One of the challenges we had to overcome in building this tool was that in order to provide a meaningful assesment, we needed to aggreate information coming from multiple data sources, both internal and external to the bank. One of these was a set of risk analysis models the bank had developed a few years earlier that took basic information about the customer (like where he lived, how many cars he had and so on) and provided a risk score based on some internal logic.
The problem was that these models in particular had been designed and implemented to work in batch-oriented scenarios: They were basically a set of executables that took a flat file as input with one customer per line, and they wrote a new flat file as output containing the score calculated for each customer on the input file. Obviously that was not useful to how we needed to execute the model, given that we had to provide an answer as fast as possible to the customer, but, unfortunately, rewriting the existing risk models was not feasable.
Fortunately, we did manage to provide a solution to the problem that gave us decent performance and allowed us to reuse the existing risk models in a fairly robust way: Auto-batching requests. It turns out that most of the time required to run one of these risk models was spent actually setting up the internal program structures (we didn't have access to the code, but this could be inferred from the actual behavior); once they were set up actually analysing a specific customer entry was just a very small fraction of the cost. So, for example, running the model for say, 1 customer, took roughly the same ammount of time (+/- 10%) as running it for 10 customers as input. The question then was how to take advantage of this fact by allowing the system to batch incoming requests in such a way that the response time for each request was not affected in a very significant way by the added delay in batching.
Basically what we came up with can be glimpsed from the following diagram:
- Users sent requests to perform risk assesments to the ASP.NET application.
- When a risk model needed to be executed, instead of running it directly, we entered the request already prepared (that is, all necessary data mappings and formatting already having been done) into an in-memory queue. Each risk model had it's own independent queue.
- An executor component running in a background thread basically locked the queue every X number of milliseconds (usually set to 1 second) and extracted all pending requests from the queue, then released it.
- The executor now was free to continue by actually writing the input flat file, and running the risk model executable on it.
- Once the executable was done running, the executor took the output flat file, parsed it, and correlated each line in the output file to a request in the input, adding the corresponding output line into another in-memory queue (or rather, an associative array, really).
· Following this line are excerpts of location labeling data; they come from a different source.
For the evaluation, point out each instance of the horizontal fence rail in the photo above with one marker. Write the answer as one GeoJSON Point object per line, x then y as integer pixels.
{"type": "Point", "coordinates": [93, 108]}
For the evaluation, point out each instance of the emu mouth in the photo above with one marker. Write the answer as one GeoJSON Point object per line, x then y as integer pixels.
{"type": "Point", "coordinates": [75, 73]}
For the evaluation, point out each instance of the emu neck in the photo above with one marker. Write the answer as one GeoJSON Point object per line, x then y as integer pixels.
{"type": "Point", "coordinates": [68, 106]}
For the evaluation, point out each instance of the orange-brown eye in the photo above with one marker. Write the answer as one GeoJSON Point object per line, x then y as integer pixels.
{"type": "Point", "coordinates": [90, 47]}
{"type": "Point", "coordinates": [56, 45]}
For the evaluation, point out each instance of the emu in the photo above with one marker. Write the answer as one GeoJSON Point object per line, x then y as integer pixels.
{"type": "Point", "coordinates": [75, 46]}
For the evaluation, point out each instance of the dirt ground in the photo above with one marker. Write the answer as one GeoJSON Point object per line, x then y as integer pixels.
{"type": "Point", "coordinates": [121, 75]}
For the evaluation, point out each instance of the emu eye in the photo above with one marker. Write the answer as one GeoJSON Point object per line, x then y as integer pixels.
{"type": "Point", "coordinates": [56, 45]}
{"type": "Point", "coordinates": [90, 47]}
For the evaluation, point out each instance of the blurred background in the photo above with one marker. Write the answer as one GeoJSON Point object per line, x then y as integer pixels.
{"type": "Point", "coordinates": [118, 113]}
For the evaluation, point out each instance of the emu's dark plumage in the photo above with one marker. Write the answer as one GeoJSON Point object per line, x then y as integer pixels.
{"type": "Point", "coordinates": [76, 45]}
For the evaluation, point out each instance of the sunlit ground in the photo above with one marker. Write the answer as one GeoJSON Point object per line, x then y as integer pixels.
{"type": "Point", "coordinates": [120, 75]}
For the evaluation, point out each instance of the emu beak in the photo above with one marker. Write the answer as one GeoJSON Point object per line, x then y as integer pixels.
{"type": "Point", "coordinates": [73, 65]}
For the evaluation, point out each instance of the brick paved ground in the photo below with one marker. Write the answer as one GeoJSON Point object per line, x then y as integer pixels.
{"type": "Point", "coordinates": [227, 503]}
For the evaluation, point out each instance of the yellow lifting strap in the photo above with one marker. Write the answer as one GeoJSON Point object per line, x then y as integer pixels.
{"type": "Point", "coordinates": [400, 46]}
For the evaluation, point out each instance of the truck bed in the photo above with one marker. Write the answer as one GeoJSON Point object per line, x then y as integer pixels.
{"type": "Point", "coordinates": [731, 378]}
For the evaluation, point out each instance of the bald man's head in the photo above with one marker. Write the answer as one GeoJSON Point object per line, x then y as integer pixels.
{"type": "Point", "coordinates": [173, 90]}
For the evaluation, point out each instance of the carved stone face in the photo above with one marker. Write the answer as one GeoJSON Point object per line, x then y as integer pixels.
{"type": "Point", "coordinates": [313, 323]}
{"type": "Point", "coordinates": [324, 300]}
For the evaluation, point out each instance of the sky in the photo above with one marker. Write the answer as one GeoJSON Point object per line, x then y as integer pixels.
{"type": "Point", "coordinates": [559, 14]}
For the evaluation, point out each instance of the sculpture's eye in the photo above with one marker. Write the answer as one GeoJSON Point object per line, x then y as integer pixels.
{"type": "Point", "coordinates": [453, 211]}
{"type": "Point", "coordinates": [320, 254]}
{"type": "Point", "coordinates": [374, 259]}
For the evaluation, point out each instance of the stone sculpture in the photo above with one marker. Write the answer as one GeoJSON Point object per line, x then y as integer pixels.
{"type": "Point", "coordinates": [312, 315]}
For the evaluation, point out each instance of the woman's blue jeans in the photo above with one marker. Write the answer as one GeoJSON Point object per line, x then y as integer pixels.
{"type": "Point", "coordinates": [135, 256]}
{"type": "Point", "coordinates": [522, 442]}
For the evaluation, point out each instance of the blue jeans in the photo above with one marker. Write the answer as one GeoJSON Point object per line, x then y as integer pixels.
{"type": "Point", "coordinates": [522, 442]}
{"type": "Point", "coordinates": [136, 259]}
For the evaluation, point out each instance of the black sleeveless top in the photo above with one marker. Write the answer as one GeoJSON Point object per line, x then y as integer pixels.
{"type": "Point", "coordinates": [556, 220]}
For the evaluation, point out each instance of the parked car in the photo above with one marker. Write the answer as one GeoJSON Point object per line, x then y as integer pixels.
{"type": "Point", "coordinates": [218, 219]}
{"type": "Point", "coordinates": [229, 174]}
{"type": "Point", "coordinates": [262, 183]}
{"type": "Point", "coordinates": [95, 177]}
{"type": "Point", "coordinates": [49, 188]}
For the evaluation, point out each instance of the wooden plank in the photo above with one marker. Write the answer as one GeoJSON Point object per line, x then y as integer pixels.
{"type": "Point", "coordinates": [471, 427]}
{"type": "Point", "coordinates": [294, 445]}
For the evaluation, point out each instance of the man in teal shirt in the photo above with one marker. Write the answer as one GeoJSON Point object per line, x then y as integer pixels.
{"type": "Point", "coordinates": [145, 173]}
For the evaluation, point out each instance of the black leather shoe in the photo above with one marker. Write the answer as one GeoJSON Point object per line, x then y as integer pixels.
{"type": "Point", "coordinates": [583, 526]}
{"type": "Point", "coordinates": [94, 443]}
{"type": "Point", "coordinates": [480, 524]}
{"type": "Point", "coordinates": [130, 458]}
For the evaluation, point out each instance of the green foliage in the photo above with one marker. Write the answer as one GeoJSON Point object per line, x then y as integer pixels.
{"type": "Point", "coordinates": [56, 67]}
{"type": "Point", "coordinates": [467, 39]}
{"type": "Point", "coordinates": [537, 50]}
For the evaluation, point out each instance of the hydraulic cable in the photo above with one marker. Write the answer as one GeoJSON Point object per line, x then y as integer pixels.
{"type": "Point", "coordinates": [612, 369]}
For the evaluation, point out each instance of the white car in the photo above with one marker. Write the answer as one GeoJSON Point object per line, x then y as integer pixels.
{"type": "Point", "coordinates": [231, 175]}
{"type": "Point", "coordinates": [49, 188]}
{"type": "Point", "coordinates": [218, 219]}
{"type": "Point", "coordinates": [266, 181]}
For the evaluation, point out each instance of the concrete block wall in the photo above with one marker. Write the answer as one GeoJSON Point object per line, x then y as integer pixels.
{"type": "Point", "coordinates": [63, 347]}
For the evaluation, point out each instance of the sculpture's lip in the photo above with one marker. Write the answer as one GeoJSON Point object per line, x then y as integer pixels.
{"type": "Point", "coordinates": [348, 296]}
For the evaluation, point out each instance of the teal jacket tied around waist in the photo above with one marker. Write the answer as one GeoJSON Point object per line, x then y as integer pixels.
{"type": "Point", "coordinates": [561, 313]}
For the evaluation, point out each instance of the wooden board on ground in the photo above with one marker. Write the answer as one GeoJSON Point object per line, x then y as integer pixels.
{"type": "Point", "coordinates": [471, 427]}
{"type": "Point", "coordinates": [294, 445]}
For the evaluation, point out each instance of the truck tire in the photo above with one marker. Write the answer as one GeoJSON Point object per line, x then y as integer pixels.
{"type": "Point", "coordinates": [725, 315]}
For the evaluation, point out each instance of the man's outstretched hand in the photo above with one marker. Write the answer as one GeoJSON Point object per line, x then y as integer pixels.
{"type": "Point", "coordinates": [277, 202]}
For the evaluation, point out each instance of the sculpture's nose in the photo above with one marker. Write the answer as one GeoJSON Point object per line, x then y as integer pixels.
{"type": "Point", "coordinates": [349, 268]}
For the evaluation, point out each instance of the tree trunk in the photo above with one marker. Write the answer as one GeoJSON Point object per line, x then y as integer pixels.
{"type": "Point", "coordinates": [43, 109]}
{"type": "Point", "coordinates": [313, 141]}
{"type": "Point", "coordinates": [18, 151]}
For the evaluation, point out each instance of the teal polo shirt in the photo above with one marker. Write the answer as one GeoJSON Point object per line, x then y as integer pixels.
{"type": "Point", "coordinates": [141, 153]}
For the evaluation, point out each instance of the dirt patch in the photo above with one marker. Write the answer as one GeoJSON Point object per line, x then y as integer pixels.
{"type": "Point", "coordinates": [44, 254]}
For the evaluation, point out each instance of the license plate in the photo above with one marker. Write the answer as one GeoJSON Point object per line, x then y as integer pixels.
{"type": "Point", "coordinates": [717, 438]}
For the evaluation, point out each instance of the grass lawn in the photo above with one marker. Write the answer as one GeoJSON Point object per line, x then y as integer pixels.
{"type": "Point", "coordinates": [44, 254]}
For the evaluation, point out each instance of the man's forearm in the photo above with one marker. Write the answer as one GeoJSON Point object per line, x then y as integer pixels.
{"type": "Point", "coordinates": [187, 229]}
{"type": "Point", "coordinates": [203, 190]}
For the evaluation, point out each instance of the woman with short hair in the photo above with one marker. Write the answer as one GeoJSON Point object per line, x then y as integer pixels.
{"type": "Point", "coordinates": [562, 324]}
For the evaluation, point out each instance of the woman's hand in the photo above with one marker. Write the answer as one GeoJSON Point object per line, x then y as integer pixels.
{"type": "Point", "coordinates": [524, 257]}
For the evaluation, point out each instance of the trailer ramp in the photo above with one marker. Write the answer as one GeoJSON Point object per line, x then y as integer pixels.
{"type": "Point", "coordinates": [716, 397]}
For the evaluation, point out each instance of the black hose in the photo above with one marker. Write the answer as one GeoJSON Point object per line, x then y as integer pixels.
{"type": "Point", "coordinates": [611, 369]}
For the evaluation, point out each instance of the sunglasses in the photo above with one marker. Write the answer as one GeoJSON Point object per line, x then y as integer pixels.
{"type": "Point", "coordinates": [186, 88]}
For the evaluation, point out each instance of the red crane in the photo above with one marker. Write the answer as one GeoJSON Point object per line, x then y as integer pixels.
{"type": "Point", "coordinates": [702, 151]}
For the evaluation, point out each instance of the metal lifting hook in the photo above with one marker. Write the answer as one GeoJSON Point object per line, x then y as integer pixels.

- The thread that originally queued the request then simply was notified that the output had been produced (via an event) and then was able to retrieve the response from the output in-memory queue.
So far, this is a very simple solution. In reality, things weren't quite so simple, and we had to add a few extra features to the executor to ensure it was reliable, because of the way the risk model executables had been built. The risk models had a very unfortunate "feature": If it was unable to calculate a risk score for one line in the input file, it would simply fail printing an obscure error message to the console, and most of the time failed to produce an output file at all. The error message was useless, by the way, because it didn't tell you which line in the input file caused the problem. Also, at least one of the risk model executables had this annoying tendency to just hang when an error was detected instead of cleanly terminating its process. Because of this the code actually had a lot more logic to deal with these situations, including timing out model execution and forcibly terminating the process, as well as completely aborting an entire batch in case of errors. Fortunately, we came up with a way that ensured that all clients that had submitted a request into the queue got a response (error or otherwise), which allowed for retries in some conditions.
In retrospective, this was a fairly logical solution to the problem at hand, and it actually worked very nicely for our purposes. While it certainly could've been better, it was very adequate for our needs and the entire tool was a great success with the bank.